The Bohr radius for a hydrogen-like atom/ion is given by the formula: \(r_{n,Z}=\frac{n^{2}h^{2}\varepsilon _{0}}{\pi m_{e}Ze^{2}}\), where \(r_{n,Z}\) is the Bohr radius, \(n\) is the principal quantum number (n=1 for the ground state), \(h\) is the Planck constant, \(\varepsilon _{0}\) is the vacuum permittivity, \(\pi\) is the well-known constant, \(m_{e}\) is the electron's mass, \(Z\) is the atomic number of the nucleus (3 for Li), and \(e\) is the elementary charge.
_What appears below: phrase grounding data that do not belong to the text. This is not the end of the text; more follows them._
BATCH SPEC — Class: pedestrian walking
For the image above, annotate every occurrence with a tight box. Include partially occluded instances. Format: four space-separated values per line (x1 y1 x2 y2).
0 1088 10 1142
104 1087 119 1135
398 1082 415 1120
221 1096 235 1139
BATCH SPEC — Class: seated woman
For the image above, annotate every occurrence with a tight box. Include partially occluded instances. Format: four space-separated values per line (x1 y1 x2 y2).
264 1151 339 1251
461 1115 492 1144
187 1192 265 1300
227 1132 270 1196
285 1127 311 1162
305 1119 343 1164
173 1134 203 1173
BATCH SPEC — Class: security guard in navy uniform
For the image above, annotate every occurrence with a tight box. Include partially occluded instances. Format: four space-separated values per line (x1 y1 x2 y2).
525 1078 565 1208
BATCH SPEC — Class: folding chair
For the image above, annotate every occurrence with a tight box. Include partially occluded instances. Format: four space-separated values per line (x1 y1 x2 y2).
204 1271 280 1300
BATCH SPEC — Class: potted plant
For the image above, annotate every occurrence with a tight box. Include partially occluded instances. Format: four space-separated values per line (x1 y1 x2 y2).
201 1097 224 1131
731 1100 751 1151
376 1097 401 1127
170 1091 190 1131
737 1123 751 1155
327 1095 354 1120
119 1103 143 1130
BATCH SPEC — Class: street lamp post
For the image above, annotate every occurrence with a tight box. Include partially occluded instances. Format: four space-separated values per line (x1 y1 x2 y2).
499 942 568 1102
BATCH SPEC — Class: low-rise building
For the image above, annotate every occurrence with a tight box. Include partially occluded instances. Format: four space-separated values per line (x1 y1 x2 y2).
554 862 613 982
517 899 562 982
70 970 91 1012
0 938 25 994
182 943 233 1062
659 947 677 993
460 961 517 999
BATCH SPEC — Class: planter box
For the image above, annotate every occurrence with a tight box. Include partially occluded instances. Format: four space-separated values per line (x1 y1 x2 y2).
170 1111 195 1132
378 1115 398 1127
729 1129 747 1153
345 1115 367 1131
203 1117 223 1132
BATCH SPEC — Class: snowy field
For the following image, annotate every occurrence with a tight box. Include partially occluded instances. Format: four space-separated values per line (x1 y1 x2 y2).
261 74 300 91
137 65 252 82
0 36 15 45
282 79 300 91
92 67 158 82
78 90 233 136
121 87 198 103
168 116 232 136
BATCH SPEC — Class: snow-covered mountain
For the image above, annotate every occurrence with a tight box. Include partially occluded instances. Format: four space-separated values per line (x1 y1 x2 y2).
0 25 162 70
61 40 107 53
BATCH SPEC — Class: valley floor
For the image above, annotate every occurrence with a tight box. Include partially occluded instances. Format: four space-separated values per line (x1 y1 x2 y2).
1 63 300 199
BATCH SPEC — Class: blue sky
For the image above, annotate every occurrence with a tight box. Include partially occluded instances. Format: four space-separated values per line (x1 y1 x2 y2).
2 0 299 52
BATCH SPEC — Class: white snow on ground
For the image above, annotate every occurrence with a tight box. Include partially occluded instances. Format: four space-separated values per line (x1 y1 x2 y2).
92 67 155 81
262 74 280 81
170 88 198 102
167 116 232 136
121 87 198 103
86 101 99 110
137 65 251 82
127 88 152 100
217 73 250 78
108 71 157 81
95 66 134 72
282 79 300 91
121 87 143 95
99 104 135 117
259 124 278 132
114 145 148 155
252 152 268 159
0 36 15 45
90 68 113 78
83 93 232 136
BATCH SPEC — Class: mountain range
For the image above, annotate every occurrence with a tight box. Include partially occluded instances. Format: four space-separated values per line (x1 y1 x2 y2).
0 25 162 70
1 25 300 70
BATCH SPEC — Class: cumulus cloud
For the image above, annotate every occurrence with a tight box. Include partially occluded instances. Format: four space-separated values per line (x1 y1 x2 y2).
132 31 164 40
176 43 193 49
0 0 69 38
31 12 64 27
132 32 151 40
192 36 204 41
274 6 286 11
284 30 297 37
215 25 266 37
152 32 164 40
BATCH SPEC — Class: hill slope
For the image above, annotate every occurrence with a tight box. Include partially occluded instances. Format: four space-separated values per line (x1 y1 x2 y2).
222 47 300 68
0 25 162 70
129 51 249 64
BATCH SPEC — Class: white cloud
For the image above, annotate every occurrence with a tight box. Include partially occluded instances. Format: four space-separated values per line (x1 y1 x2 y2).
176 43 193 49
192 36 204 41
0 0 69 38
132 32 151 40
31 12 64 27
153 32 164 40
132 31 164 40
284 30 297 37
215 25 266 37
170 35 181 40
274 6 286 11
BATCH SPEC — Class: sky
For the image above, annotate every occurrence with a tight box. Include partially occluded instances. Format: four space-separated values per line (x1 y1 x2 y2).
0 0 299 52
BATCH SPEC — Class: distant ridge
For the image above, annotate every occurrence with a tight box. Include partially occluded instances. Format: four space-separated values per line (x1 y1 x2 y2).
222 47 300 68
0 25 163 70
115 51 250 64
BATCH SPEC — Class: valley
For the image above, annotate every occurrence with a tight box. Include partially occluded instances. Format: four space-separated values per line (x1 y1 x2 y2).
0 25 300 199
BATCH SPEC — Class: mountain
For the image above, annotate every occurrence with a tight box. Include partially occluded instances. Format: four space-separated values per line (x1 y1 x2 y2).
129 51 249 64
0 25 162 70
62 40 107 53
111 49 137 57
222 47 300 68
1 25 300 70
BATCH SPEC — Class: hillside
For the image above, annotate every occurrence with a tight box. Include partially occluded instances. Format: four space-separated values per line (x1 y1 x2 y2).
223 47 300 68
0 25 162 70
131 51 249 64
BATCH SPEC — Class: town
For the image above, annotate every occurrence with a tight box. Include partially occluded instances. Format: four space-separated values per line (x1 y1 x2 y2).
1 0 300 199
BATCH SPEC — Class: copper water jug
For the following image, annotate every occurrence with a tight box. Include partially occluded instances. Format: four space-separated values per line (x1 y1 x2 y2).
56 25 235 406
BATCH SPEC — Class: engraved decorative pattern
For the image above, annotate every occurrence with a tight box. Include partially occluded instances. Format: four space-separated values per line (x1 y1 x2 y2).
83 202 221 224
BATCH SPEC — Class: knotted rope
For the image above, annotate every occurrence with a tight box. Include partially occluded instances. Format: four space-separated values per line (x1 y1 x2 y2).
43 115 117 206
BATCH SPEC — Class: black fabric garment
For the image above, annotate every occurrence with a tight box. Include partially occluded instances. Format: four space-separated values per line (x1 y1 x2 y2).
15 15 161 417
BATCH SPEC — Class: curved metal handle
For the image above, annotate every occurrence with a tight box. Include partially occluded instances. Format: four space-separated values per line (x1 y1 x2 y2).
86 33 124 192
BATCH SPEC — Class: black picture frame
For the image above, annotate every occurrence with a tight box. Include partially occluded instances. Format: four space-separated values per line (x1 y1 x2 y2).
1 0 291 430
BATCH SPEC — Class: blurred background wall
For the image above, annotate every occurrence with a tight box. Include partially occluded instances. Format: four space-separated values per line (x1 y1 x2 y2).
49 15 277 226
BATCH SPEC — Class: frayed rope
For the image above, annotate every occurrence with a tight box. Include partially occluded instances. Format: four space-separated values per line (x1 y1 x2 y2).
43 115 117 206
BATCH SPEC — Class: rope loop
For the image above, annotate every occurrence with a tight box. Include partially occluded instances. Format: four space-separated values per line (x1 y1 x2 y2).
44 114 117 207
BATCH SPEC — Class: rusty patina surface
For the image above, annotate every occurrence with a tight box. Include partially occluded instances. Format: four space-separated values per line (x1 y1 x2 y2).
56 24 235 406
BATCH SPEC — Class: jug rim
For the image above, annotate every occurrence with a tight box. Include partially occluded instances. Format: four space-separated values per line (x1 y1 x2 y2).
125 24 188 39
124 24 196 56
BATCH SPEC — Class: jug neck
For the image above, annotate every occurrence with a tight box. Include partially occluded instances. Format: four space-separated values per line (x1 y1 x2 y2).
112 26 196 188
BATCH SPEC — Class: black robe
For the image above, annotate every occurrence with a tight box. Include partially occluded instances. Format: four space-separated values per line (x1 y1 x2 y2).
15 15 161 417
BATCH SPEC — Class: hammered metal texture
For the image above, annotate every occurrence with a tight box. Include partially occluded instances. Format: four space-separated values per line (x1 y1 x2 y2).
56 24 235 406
Use the values of constants

Now we need to plug the values of the constants into the formula. The constants are: \(h=6.626\times 10^{-34}\ \text{Js}\), \(\varepsilon _{0}=8.854\times 10^{-12}\ \text{C}^{2}\text{N}^{-1}\text{m}^{-2}\), \(m_{e}=9.109\times 10^{-31}\ \text{kg}\), \(e=1.602\times 10^{-19}\ \text{C}\).

Calculate the Bohr radius of Li \(^{2+}\)

Plug the values of the constants and the values of \(n=1\) and \(Z=3\) for Li \(^{2+}\) into the Bohr radius formula: \(r_{=1,3}=\frac{(1)^{2}(6.626\times 10^{-34}\ \text{Js})^{2}(8.854\times 10^{-12}\ \text{C}^{2}\text{N}^{-1}\text{m}^{-2})}{\pi (9.109\times 10^{-31}\ \text{kg})(3)(1.602\times 10^{-19}\ \text{C})^{2}}\). Now we can compute the Bohr radius: \(r_{=1,3}\approx 5.3\times 10^{-11}\ \text{m}\). The Bohr radius of doubly ionized lithium (Li \(^{2+}\) ) is approximately \(5.3\times 10^{-11}\ \text{m}\).